With three regular-season games remaining, the Ravens are running out of time to find fixes. On Sunday, they watched an injury-depleted, quarterback-needy Giants offense that averaged just 3.9 yards per play cross into Ravens territory on five of its eight meaningful possessions. Defensive penalties were the Giants’ main energy source, keeping drives alive and pinning the Ravens further and further back. According to TruMedia, the Ravens’ eight defensive penalties amounted to the loss of 13.42 expected points — almost two touchdowns’ worth — the most any defense has lost to penalties in a single game since at least 2010.
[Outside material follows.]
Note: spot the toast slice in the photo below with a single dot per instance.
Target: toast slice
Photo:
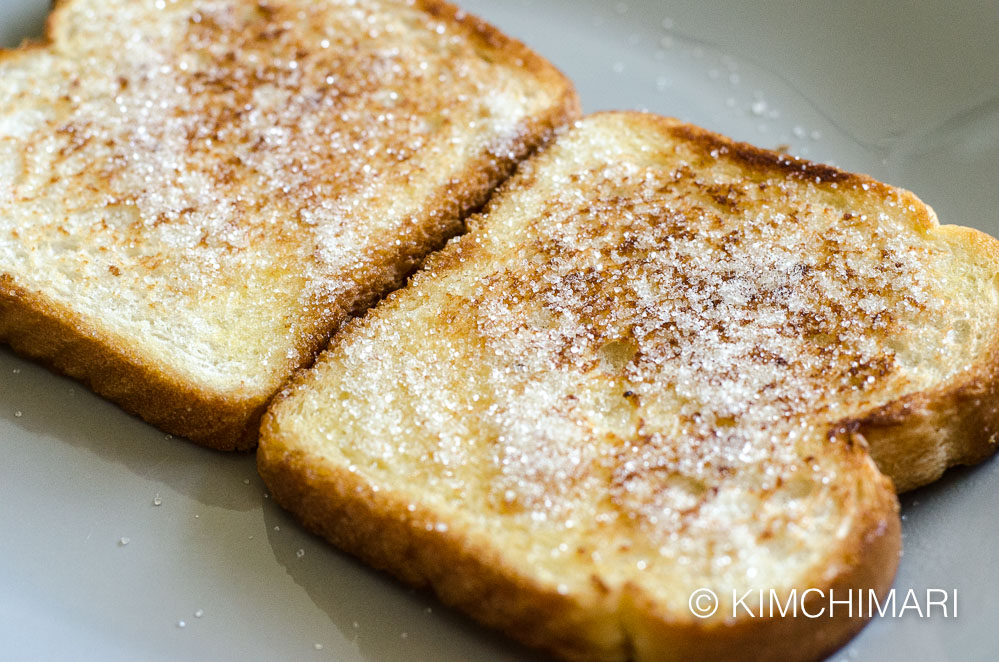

“If those penalties hadn’t happened or just a few of them hadn’t happened, they wouldn’t have probably had any points,” Harbaugh said Monday. “I think we played to the level of that, of them not scoring, especially because we had a couple of big stops. ... So, if we can eliminate the penalties, that would be a little truer in the case of how we played.”
It’s a big “if.” Penalties didn’t cost the Ravens a comfortable win Sunday. They still might cost them a division title Saturday.